|
Meslektaşların Soruları Hukukçu meslektaşların hukuki nitelikte sorularını birbirlerine yöneltecekleri mesleki yardımlaşma forumu. SADECE hukuk fakültesi mezunları ile hukuk profesyonellerinin (bilirkişi, icra müdürü vb.) yazışmasına açıktır. [Yeni Soru Sorun] |
06-02-2012, 16:04 | #1 |
|
Tmk 166/son'a göre açılan boşanma davasından sonra 166/1 e göre dava açılabilir mi?
Arkadaşlar 3 yıl evlilik birliği tesis edilemediğinden dolayı açtığımız boşanma davası son davanın TR'de tanıma zamanından dolayı reddedildi. Şimdi biz tekrar 166/1 genel evliliğin temelinden sarsılmasına dayalı dava açsak reddedilir mi sebebi konusu aynı diye? Taraflar 6 yıldır ayrı yaşıyor çünkü.. teşekkürler..
|
06-02-2012, 17:36 | #2 | |||||||||||||||||||||||
|
Size katılmıyorum. Hukuki sebepleri aynı olmadığı için, TMK 166/1 inci maddeye göre dava ikame edebilirsiniz. Benzer konu aşağıdaki linkte tartışılmıştır. http://www.turkhukuksitesi.com/showthread.php?t=7129 |
06-02-2012, 20:35 | #3 | |||||||||||||||||||||||
|
Bir de önceki davanın reddedilmesi bu davanın açılması konusunda re'sen bir engellemeyle karşılaşmaz değil mi? |
07-02-2012, 11:33 | #4 |
|
Tarafların ayrı yaşaması tek başına boşanma sebebi değildir. Önceki davanız evlilik birliğinin yeniden kurulamamasına dayandığından açacağınız yeni davaya engel teşkil etmez. Kanunun başlığına takılmayın.

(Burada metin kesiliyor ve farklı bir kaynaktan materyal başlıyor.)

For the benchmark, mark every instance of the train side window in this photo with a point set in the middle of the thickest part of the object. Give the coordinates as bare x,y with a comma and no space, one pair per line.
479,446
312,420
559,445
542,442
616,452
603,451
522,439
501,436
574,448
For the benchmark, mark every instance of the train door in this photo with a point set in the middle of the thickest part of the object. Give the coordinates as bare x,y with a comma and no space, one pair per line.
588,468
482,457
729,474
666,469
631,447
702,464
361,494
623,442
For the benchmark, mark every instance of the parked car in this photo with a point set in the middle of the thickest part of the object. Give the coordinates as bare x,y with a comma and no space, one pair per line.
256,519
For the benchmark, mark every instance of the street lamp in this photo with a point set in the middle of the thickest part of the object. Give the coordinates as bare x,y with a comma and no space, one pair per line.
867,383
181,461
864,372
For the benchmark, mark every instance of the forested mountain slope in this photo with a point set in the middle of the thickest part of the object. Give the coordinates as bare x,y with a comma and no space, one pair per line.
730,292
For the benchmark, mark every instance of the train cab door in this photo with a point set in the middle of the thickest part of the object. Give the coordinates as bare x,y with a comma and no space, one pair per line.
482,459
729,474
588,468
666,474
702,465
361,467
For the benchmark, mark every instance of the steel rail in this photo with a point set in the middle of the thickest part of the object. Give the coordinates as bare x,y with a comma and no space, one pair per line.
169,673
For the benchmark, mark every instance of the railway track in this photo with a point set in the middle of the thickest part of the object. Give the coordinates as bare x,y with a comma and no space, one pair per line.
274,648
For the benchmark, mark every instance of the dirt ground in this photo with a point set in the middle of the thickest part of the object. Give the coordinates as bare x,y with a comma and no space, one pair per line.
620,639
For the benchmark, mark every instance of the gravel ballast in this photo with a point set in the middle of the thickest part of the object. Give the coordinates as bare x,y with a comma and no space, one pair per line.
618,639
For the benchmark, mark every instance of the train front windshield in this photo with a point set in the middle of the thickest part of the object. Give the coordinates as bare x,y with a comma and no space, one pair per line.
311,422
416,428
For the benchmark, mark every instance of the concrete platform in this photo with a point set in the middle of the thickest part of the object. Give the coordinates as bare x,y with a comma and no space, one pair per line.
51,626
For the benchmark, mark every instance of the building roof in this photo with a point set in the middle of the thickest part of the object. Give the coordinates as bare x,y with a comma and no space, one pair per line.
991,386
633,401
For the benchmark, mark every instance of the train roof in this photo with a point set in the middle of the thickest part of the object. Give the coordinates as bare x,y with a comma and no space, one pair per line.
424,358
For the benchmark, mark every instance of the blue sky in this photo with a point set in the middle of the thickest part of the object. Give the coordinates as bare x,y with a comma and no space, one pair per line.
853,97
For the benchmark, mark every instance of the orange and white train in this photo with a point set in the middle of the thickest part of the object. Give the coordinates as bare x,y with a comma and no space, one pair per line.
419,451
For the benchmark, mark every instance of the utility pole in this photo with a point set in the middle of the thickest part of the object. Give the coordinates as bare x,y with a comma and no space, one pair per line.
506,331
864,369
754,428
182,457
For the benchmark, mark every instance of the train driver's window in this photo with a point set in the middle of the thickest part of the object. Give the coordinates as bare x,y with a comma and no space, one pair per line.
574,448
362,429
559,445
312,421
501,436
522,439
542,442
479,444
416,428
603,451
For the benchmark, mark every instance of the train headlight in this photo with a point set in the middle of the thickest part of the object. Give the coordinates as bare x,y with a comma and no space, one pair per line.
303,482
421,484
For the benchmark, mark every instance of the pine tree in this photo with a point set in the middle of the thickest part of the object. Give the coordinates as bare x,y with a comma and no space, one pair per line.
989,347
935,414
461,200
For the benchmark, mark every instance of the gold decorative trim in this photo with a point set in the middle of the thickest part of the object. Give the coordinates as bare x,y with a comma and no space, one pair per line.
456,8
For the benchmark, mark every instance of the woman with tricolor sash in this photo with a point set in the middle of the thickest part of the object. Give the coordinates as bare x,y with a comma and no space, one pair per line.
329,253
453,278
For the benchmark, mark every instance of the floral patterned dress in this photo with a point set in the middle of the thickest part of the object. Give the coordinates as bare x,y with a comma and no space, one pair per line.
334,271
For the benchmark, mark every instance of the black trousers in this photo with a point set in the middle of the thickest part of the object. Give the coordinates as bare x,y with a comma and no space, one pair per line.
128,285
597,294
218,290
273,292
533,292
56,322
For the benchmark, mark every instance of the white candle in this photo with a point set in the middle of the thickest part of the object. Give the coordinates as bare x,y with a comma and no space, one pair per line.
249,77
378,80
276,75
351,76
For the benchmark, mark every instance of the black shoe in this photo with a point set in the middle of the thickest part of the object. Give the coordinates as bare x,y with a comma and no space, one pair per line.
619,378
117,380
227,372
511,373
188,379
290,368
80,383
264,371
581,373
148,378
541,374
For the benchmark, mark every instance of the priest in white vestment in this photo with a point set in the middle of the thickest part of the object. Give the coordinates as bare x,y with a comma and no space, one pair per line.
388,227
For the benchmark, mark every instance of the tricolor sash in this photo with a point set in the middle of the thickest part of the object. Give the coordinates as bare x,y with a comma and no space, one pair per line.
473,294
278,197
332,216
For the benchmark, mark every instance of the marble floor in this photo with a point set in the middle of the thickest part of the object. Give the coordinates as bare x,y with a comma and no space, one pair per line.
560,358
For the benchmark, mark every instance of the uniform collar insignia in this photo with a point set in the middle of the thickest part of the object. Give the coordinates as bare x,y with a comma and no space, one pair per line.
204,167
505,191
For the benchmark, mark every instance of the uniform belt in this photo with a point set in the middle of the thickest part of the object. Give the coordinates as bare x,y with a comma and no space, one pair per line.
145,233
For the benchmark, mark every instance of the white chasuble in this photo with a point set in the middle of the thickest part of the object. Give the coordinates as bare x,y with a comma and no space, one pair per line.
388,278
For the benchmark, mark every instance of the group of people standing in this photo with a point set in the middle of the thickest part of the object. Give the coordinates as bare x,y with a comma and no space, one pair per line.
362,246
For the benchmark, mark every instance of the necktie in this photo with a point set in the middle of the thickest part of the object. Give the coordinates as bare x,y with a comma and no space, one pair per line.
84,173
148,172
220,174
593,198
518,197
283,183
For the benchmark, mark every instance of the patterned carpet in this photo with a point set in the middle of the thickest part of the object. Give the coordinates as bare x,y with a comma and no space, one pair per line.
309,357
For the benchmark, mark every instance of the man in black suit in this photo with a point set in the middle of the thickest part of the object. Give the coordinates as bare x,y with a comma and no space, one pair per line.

Ancak yeni bazı boşanma sebep ve deliller göstermeniz bahsettiğiniz endişeyi aşmanızı kolaylaştıracaktır.Bana sorarsanız evliliğin kader birliği ortak yaşama arzusu olduğu dikkate alındığında 6 yıldır ayrı olan çiftler bu amaçtan sapmış, evlilik temelinden sarsılmış demektir. Bir tarafın boşanmak istemesi halinde boşanma kararı verilebilmelidir.
|
07-02-2012, 12:23 | #5 | |||||||||||||||||||||||
|
|
07-02-2012, 12:31 | #6 | |||||||||||||||||||||||
|
Soruyu net anlayamamakla birlikte, 3 yıllık süreye dayanmak ile 166/1.maddeye dayanmak arasında fark olduğunu, bu hususun aynı sebebe dayalı boşanma sebebi olarak görülemeyeceği düşüncesindeyim. Kaldı ki taraflar arasında boşanmanın dayanağı genel anlamda aile birliğinin temelden sarsılması olarak açılacak ise de bu sebepler değişkendir. Küfür, hakaret, aşırı alkol, darp, çalışmama, eve gelmeme gibi durumları ayrı ayrı konu yapma şansınız var. |
07-02-2012, 13:56 | #7 |
|
Hakimin karşı tarafı dinlemek istemesi diye bir durumla karşılaşmazsınız. Bu hakimin işi değil. Yukarıda söylediklerim genel boşanma sebeplerine ilişkin olmakla son dava boşanma davası ve redle sonuçlanmışsa bu kararın Türkiye'de tanınmasının üzerinde 3 yıl geçmiş ve birlik yeniden kurulamamışsa 166/3'e dayanarak yeniden dava açabilirsiniz, diye düşünüyorum.
|
07-02-2012, 16:36 | #8 | |||||||||||||||||||||||
|
|
07-02-2012, 16:56 | #9 | |||||||||||||||||||||||
|
Fiili ayrılık, Yargıtay kararları doğrultusunda tek başına boşanma sebebi sayılmasa da şartları oluşmuşsa M.K 166/1 md.kapsamında davanızı açabilirsiniz. |
07-02-2012, 17:54 | #10 |
|
Boşanma kararı tanımadan sonra ülkemizde hüküm ifade edeceğinden tanıma kararının da kesinleşmesi gerekir. Bu durumda yeniden 166/1'e ya da bir başka boşanma nedenine dayanarak dava açacaksınız ya da tanımanın üzerinden 3 yıl geçmesini bekleyeceksiniz.
|
07-02-2012, 18:19 | #11 | |||||||||||||||||||
|
|
07-02-2012, 19:02 | #12 | |||||||||||||||||||||||
|
Derdestlik olmaz. Çünkü tarafları aynı olsa da konusu/hukuki sebebi aynı değildir. |
08-02-2012, 00:41 | #13 | |||||||||||||||||||||||
|
|
08-02-2012, 09:19 | #14 |
|
Sayın Ergin de "derdestlik olmaz" demiş ama aslında bu başlı başına bir tartışma konusu... Bence taraflar (davacı-davalı sıfatlarıyla birlikte) aynıdır ve davanın konusu da boşanmadır. Hukuki sebepler, hakim için bağlayıcı değildir ve hatta dava dilekçesinde açıkça yazılmamış olmasının bir yaptırımı yoktur, hakim kendiliğinden uygun yasa maddesini bulup uygulamakla yükümlüdür.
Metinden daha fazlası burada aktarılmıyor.